Dems are FAR ahead of Reps on generic ballot polling. Redistricting is a push at best. Two dozen non-redistricted blue and purple state Reps are clearly for the chop, and will consume $200 million of funding just to hold half those seats.
Dan Goldman, Ritchie Torres, the Mayor of Evanston who had the nod to replace Schakowsky and a handful of other Dem supporters of Israel in very liberal districts will face primary challenges but that’s actually bad for us, as the strong pro-Israel money is now Rep-leaning and the $50 million those guys will spend would have mostly gone to us.
The current polls are totally irrelevant.
The mid terms will be determined by events yet to happen
1. The AtlasIntel poll I referenced above is the only one showing Rats with THAT big of a lead. We know it's an outlier; but we don't KNOW (but surely wish) that it's wrong.
Other polls are mostly in the D+4 to D+6 range, which still translates into the GOP losing House control if those polls translate into votes. In the last GOP House disaster (2018) the generic polls were almost exactly right.
2. Redistricting right now is merely a push at best -- not counting Virginia which will cost the GOP at least 2 seats -- and it didn't help that Indiana RINOs punted (Kansas RINOs are doing the same, BTW).
From Indianalysis:
"The redistricting effects of Texas (R) and California (D) will cancel each other out, or come close to doing so; North Carolina (R) and Utah (D) also may be a net-zero. Ohio will likely end up with a 10-5 GOP advantage, no change from the current situation. Missouri's revised 5th Congressional District is going to be about R+8, an easy GOP pickup from the existing Democrat in CD-5. That makes the current aggregate redistricting score probably +1 for the GOP in 2026, with some variation depending on the overall demeanor of the election. If there is some "blue" wave, which should be greatly expected as things stand now, then any minor redistricting advantage accruing to the Republicans would be swamped by a general swing to the left overall.

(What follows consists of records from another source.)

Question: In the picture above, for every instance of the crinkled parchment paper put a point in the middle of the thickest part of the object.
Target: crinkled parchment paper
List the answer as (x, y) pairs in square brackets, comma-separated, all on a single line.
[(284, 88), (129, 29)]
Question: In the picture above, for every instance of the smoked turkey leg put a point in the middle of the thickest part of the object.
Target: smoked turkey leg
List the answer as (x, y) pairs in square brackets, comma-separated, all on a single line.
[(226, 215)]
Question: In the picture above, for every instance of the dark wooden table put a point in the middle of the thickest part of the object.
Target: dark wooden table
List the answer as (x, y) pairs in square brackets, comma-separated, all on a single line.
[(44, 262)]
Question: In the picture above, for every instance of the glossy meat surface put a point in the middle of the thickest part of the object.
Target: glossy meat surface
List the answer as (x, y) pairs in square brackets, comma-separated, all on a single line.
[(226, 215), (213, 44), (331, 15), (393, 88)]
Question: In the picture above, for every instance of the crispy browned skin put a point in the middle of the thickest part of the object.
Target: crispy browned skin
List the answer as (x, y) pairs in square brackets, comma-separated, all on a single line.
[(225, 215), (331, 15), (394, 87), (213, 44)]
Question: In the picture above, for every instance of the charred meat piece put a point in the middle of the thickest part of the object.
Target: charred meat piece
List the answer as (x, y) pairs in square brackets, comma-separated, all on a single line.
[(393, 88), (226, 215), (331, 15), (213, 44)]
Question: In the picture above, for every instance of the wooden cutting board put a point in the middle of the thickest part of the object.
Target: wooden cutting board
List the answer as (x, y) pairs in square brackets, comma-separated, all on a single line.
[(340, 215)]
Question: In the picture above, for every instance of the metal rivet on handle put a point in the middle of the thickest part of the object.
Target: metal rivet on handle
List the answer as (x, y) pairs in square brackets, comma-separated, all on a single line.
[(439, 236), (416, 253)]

Republican-controlled Kansas was going to redistrict before the 2026 midterms but they are pulling an "Indiana" and chickening out for the same reason as Indiana -- a lack of RINO support for picking up a House seat from a Democrat. Democrats are going to gain at least two seats in Virginia when that gerrymander is put into place, and large Rat-infested states such as New York and Illinois are looking to screw Republicans there even harder than they already have. Florida Governor Ron DeSantis is looking to have his state mimic Texas; he believes a new map could oust 5 Democrats from the Florida delegation and make it 25-3 in favor of the GOP. That sounds extremely unlikely, but a gain of even one or two seats would be helpful."